L. behoorde tot de weinige nazi’s die naar buiten traden. Wel gebruikte hij daarvoor schuilnamen (‘Oostfronter’, ‘A.Z. de Munck’ en ‘Karel de Munck’), maar als de tv-camera aanging toonde hij zich zonder vermomming aan een breed publiek. In november 1971 nam hij een opvallende beslissing. Dat hij in het uiterst rechtse blad De Vrije Pers stelling mocht nemen tegen de in mei 1940 naar Londen gevluchte koninklijke familie en de naoorlogse ‘inquisitie-wraakrechtbanken’ die oorlogsmisdadigers veroordeelden tot ‘krankzinnig hoge gevangenisstraffen’ was op zich niet verrassend. Dat hij daartoe een alliantie aanging met de joodse hoofdredacteur wel. Hij kende deze Max Lewin nog uit de schoolbanken en had na de oorlog het contact met hem hervat. L. schrok er overigens ook niet voor terug om ingezonden brieven te sturen naar de voormalige verzetskrant Het Parool. Daarin haalde hij onder meer uit naar de vrijheidsstrijder Poncke Princen en was hij kritisch toen oud-SS’er Alfons Zündler wegens het redden van joden wellicht een Israëlische onderscheiding zou krijgen.
Nederlandse Volksunie
Kort nadat L. zijn open brief mocht plaatsen in De Vrije Pers werd hij lid van de in 1971 opgerichte Nederlandse Volksunie, een neonazistische splinterpartij. Hij raakte bevriend met NVU-leider Joop Glimmerveen en mocht tijdens congressen meermalen de partij toespreken. Dat hij nog altijd geen afscheid wilde nemen van zijn fascistische verleden bleek ook uit zijn lidmaatschappen van het nationaalsocialistische elitegezelschap Northern League en van Kameradenwerk Korps Steiner, een reünievereniging van oud-SS’ers. In 1984 interviewde weekblad Haagse Post ene ‘Oostfronter’, in wie alleen zijn directe omgeving L. kon herkennen. Een citaat: “Toen we na de oorlog hoorden over die vreselijke misdrijven in concentratiekampen zeiden we: hebben we daarvoor maanden en maanden met gevaar voor ons leven gevochten in ellendige vorst en hitte, hebben we daarvoor stof gevreten. Geschiedenis is altijd mijn lievelingsvak geweest, dus ik ben het allemaal gaan bestuderen; gelukkig is gebleken dat al die verhalen ziekelijke fantasieën zijn.”

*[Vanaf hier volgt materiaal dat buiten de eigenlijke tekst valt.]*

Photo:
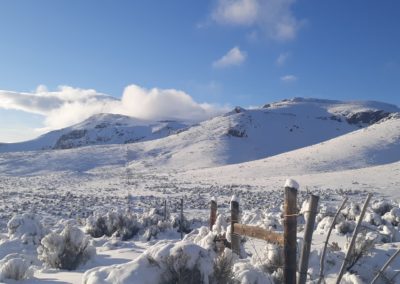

‘Hebben we daarvoor maanden en maanden met gevaar voor ons leven gevochten in ellendige vorst en hitte, hebben we daarvoor stof gevreten.’
Centrumdemocraten
In 1991 bleek L. lid te zijn geworden van de Centrumdemocraten. Hij verkeerde op goede voet met de leider van deze extreemrechtse partij, Tweede-Kamerlid Hans Janmaat. Ook koesterde hij nog altijd zijn vriendschap met ‘zwarte weduwe’ Florrie Rost-van Tonningen. Aan de muur in zijn huiskamer hingen pontificaal zijn vijf SS-onderscheidingen. Tot aan L.’s overlijden prijkte boven de boekenkast een portret van Anton Mussert. Die kast zelf was gevuld met revisionistische lectuur waarin de heldendaden van de Schutzstaffel werden geprezen en de moord op zes miljoen joden ontkend of gebagatelliseerd. Een citaat van L. over de Holocaust, dit keer in het boek Dansen met de duivel: “Die kampnummers hebben ze d’r toch allemaal na de oorlog op laten zetten. Ik heb wel eens een jood gezien, die had er dertien, haha, dertien, hoe verzinnen ze het.” Over Ed van Thijn, de joodse oud-burgemeester van Amsterdam, had hij ook zo zijn gedachten: “Voor de oorlog hadden we altijd de grootste lol met het bedenken hoe we onze tegenstanders zouden aanpakken. Zo’n figuur als Van Thijn, daar wisten wij wel weg mee. Op een gegeven moment hadden we een mooie langzame dood bedacht. We zouden zo één ingraven in een kuil, met z’n hoofd net boven de grond. Dan gaven we ‘m alleen maar erwtensoep met een laxeermiddel erin, zodat-ie vreselijk aan de schijterij zou raken. Je snapt, eens raakt dat gat vol. Dan is het voorbij, rot-ie weg in z’n eigen vuil, haha.”
Dansen met de duivel
Dansen met de duivel, een verslag van een undercover-operatie bij de Centrumdemocraten, verscheen in 1994, drie jaar voor L. zou overlijden. Tot het laatst ventte de Zaandammer zijn boodschap uit. Hoewel inmiddels flink op leeftijd verspreidde hij racistische pamfletten in de buurt (hij moest zich daarvoor eenmaal bij de rechter verantwoorden, maar werd vrijgesproken). En om zijn buren te jennen zette hij jaarlijks op 4 mei, minuten voor de Dodenherdenking van start ging, Duitse marsmuziek op. En wel zo hard dat de halve flat kon ‘meegenieten’.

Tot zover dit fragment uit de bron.